Досадливо морщась, распрямил скрюченные ноги, выпростал из-под перины и поднялся с узкой детской лежанки, едва не ударившись теменем о лежанку сверху. Свечную лампу зажигать не стал: свечи пригодятся будущим жильцам дома. В темноте расправил примятый соломенный матрас и, сунув перину под мышку, пошел вон. Ни тулупа, ни малахая не надел, и даже извечный войлочный колпак натягивать не стал – все оставил детям. Пошел, как был: в одном исподнем и наброшенной поверх киргизской тужурке.

Вышел на крыльцо, аккуратно затворил за собою дверь, накинул щеколду. На замок решил не запирать. Оперся спиной о дверь и, держа перину за углы, развернул ее на вытянутых руках.

По лицу и груди хлестала небесная вода. Не обращая внимания на потяжелевшие от влаги рубаху и тужурку, Бах встряхнул перину раз, затем второй, третий – и она заколыхалась в его руках объемистым облаком. Дождевые капли орошали ее поверхность, но не впитывались – отскакивали, как бисер.
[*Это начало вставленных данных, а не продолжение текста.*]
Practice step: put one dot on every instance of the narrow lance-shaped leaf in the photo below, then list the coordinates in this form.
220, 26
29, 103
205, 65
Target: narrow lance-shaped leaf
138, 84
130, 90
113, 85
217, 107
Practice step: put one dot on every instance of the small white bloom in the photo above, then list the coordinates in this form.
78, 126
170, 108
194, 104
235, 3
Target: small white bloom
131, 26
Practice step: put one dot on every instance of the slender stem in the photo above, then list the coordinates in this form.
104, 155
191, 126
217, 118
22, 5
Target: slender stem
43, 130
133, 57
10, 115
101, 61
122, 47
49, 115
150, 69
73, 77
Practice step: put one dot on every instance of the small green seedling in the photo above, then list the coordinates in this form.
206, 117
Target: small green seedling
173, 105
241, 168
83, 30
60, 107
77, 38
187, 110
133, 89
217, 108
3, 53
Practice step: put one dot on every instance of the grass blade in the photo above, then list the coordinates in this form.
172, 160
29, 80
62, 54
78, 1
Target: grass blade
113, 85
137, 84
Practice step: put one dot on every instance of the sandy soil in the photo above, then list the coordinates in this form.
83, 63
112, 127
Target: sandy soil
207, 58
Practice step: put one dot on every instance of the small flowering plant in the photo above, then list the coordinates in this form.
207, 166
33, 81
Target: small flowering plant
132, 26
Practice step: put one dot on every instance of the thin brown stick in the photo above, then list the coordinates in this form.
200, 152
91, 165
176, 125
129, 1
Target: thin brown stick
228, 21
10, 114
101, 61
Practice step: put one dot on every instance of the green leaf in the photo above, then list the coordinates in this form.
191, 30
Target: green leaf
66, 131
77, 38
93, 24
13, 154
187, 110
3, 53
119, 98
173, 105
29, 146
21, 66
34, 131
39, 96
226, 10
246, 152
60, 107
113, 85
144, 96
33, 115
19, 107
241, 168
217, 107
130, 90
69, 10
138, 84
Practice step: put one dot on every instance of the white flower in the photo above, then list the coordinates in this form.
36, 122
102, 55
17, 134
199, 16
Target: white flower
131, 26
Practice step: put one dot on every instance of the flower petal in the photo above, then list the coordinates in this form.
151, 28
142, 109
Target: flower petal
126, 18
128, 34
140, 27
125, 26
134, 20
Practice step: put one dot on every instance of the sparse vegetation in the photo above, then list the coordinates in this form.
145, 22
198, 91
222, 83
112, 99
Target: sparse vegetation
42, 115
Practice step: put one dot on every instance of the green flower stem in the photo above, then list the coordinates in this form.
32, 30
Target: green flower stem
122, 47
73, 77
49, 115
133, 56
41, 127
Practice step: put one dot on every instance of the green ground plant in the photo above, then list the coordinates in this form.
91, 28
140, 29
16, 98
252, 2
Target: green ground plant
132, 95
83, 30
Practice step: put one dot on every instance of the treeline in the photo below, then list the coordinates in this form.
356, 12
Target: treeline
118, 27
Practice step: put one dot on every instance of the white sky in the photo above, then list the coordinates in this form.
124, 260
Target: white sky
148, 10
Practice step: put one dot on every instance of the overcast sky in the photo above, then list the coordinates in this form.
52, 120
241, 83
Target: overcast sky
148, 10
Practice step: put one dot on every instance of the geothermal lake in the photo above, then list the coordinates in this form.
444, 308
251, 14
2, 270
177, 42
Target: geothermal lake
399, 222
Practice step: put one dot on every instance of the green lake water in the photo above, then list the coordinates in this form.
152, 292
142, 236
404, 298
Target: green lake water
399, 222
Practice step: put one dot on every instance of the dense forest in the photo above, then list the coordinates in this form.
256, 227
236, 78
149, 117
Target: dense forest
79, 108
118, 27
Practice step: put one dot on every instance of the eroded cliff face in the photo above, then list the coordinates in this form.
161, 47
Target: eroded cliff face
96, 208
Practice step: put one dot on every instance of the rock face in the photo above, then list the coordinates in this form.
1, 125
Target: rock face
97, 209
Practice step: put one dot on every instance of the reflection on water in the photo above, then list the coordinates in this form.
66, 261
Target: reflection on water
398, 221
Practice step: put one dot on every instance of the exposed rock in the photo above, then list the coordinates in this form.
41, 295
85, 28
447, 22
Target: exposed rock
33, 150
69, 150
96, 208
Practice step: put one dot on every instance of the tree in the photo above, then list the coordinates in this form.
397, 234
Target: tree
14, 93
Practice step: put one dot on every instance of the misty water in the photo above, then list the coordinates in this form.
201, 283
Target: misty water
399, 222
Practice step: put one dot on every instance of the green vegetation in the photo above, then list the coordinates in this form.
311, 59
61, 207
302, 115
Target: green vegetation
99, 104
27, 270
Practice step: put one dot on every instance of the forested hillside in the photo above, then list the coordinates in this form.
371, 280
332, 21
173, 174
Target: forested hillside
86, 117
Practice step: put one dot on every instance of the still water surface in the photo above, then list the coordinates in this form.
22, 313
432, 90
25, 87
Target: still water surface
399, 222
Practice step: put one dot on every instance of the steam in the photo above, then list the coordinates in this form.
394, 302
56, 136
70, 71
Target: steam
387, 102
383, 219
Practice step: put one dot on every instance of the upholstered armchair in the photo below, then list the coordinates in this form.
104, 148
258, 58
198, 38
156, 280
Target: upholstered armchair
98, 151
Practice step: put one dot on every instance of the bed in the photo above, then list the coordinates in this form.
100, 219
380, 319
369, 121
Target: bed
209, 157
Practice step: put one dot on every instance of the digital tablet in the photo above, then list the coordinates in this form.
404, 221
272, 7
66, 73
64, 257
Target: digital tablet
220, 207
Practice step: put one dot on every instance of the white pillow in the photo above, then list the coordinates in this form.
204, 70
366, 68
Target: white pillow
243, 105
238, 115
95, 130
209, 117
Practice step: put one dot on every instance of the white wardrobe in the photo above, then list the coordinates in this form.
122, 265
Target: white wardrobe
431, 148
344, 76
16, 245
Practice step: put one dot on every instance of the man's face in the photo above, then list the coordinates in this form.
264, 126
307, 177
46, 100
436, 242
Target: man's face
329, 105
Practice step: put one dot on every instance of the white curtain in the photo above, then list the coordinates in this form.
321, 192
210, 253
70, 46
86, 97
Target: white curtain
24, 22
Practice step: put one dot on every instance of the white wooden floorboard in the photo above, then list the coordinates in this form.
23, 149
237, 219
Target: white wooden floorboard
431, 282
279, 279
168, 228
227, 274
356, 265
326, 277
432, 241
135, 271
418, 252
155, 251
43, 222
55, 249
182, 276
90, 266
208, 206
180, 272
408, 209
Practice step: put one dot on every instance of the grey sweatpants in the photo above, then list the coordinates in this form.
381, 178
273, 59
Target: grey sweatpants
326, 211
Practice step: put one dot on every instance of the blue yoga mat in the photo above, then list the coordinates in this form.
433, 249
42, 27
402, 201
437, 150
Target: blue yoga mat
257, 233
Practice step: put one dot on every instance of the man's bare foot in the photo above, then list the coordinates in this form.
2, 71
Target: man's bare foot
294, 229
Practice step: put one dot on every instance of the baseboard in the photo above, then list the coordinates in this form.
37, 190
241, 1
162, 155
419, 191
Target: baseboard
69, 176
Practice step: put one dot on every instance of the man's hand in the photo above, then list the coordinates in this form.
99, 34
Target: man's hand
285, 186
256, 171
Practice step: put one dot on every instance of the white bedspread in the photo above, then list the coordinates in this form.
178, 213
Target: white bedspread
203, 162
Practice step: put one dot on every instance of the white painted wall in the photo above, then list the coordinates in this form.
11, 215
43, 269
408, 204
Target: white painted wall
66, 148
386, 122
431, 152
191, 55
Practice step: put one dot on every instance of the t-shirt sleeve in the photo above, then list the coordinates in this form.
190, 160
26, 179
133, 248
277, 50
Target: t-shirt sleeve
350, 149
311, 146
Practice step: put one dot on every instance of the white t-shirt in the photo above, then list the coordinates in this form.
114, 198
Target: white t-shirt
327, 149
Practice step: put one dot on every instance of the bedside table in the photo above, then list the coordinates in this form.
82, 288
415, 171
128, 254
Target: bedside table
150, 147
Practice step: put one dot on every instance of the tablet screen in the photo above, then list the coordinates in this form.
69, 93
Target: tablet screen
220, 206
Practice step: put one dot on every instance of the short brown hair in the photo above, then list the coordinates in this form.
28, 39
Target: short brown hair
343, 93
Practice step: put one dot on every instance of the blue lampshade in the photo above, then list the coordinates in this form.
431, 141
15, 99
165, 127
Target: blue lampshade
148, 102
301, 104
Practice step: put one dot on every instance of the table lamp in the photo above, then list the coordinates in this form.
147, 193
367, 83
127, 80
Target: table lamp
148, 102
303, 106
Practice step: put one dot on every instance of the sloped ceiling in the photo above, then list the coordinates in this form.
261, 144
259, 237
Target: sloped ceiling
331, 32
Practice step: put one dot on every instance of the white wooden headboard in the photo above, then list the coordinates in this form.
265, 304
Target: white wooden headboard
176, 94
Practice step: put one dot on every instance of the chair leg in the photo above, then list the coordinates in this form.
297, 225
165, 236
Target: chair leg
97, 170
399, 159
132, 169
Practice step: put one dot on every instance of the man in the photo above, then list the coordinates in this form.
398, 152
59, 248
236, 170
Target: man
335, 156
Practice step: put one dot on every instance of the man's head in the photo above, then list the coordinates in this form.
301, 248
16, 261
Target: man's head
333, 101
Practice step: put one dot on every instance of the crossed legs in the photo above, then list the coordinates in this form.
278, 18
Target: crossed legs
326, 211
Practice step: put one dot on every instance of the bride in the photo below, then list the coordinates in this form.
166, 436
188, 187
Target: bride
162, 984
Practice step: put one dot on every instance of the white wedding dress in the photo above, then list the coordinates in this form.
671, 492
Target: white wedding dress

Пуховая масса послушно бултыхалась внутри, напитываясь воздухом и разбухая.

Из перинных глубин поплыли – и с каждым новым хлопком все отчетливее – запахи прошлого: нежные ароматы детского тела и детских волос, и давно позабытый запах Клары, и шульгауза, и холостяцкой квартирки при нем, и чернил, и бумаги, и книг. А вместе с запахами полетели сквозь ветхий наперник перо и пух: сначала понемногу, затем – все обильнее.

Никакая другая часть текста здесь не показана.